- Date: 3–9 January
- Edition: 3rd
- Draw: 32S / 16D
- Surface: Hard (indoor)
- Location: Forlì, Italy

Champions

Singles
- Luca Nardi

Doubles
- Marco Bortolotti / Arjun Kadhe
- ← 2021 · Città di Forlì · 2022 →

= 2022 Città di Forlì =

The 2022 Città di Forlì was a professional tennis tournament played on hard courts. It was the third edition of the tournament which was part of the 2022 ATP Challenger Tour. It took place in Forlì, Italy between 3 and 9 January 2022.
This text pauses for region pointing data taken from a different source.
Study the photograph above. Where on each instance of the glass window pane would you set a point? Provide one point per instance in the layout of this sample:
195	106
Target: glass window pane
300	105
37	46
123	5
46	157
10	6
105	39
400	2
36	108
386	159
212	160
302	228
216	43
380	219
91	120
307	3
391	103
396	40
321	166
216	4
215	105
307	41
==Singles main-draw entrants==
===Seeds===

| Country | Player | Rank^{1} | Seed |
|---|---|---|---|
| GBR | Jay Clarke | 215 | 1 |
| GER | Cedrik-Marcel Stebe | 227 | 2 |
| USA | Christian Harrison | 256 | 3 |
| TPE | Wu Tung-lin | 270 | 4 |
| USA | Alexander Ritschard | 276 | 5 |
| POR | Gonçalo Oliveira | 282 | 6 |
| HUN | Zsombor Piros | 288 | 7 |
| FRA | Evan Furness | 290 | 8 |

- ^{1} Rankings as of 27 December 2021.

===Other entrants===
The following players received wildcards into the singles main draw:
- ITA Lorenzo Angelini
- ITA Stefano Napolitano
- ITA Luca Potenza

The following players received entry into the singles main draw using protected rankings:
- MON Lucas Catarina
- GER Jeremy Jahn

The following player received entry into the singles main draw as an alternate:
- TPE Hsu Yu-hsiou

The following players received entry from the qualifying draw:
- MAR Elliot Benchetrit
- BUL Alexandar Lazarov
- IND Mukund Sasikumar
- BIH Aldin Šetkić
- CZE Michael Vrbenský
- KAZ Denis Yevseyev

The following player received entry as a lucky loser:
- BUL Adrian Andreev

==Champions==
===Singles===

- ITA Luca Nardi def. IND Mukund Sasikumar 6–3, 6–1.

===Doubles===

- ITA Marco Bortolotti / IND Arjun Kadhe def. BEL Michael Geerts / USA Alexander Ritschard 7–6^{(7–5)}, 6–2.